According to a new report on the TDSS/TDL4 malware published by security firm Damballa, the new attack is using domain generation algorithm (DGA)- based communication for command-and-control (C&C).
Used by Murofet, Sinowal and the recent Mac-based Flashback malware, DGA communications techniques are being used to successfully evade detection by blacklists, signature filters and static reputation systems, and to hide C&C infrastructure, Damballa reported.
TDSS/TDL4 is malware known to infect the master boot record (MBR) of computers, making it resistant to common practices in remediation. It has been described as the "indestructible" botnet, with the ability to act as a launch pad for other malware. At one point it was reported as having infected over 4.5 million victims.

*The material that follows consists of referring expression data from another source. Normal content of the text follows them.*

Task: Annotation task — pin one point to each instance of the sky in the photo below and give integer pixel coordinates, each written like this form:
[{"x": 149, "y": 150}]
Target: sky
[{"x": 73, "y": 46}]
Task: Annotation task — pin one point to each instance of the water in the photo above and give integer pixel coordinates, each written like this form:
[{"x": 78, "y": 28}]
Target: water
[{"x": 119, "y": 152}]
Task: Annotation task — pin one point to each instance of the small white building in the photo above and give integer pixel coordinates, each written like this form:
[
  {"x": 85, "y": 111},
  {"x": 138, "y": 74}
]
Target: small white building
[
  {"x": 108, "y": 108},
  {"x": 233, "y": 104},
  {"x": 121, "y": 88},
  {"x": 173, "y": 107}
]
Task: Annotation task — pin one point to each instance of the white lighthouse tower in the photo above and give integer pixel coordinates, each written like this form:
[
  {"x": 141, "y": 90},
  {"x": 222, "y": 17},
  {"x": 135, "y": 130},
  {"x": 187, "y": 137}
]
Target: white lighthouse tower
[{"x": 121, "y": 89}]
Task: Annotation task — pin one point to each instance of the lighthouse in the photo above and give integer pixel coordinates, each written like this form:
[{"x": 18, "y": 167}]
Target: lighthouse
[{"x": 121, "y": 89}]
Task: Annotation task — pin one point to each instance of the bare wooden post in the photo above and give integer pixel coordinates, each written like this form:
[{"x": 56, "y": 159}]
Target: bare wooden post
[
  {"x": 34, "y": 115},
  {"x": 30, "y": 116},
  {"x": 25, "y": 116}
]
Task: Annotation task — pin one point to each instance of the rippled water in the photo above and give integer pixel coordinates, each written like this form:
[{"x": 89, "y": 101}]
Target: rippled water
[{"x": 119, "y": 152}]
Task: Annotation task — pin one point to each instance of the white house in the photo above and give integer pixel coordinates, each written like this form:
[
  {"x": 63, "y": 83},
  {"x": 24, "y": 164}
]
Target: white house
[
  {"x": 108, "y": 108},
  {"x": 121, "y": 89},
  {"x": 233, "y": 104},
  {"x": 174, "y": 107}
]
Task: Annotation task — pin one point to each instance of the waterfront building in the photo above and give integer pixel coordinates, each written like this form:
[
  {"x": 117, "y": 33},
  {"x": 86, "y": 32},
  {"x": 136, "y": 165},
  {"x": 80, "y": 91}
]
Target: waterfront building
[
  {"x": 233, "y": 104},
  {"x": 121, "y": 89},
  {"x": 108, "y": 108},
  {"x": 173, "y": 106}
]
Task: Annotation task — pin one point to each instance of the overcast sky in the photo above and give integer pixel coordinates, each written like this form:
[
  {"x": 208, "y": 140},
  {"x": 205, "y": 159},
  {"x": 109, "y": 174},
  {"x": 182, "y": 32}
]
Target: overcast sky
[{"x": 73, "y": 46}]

A total of 85 hosting servers and 418 unique domains were identified as being related to the new TDSS/TDL4 threat, Damballa said. The top three hosting countries for the C&C servers are Russia (26 hosts), Romania (15 hosts) and the Netherlands (12 hosts).
"By adding elusive DGA C&C capabilities to malware that already evades detection and circumvents best practices in remediation by infecting master boot records, TDL4 is becoming increasingly problematic," said Manos Antonakakis, director of academic sciences for Damballa.
"With its known ability to act as a launch pad for other malware, and TDSS' history of sub-leasing access to their victims, these hidden infections in corporate networks go undetected for long periods of time," Antonakakis said.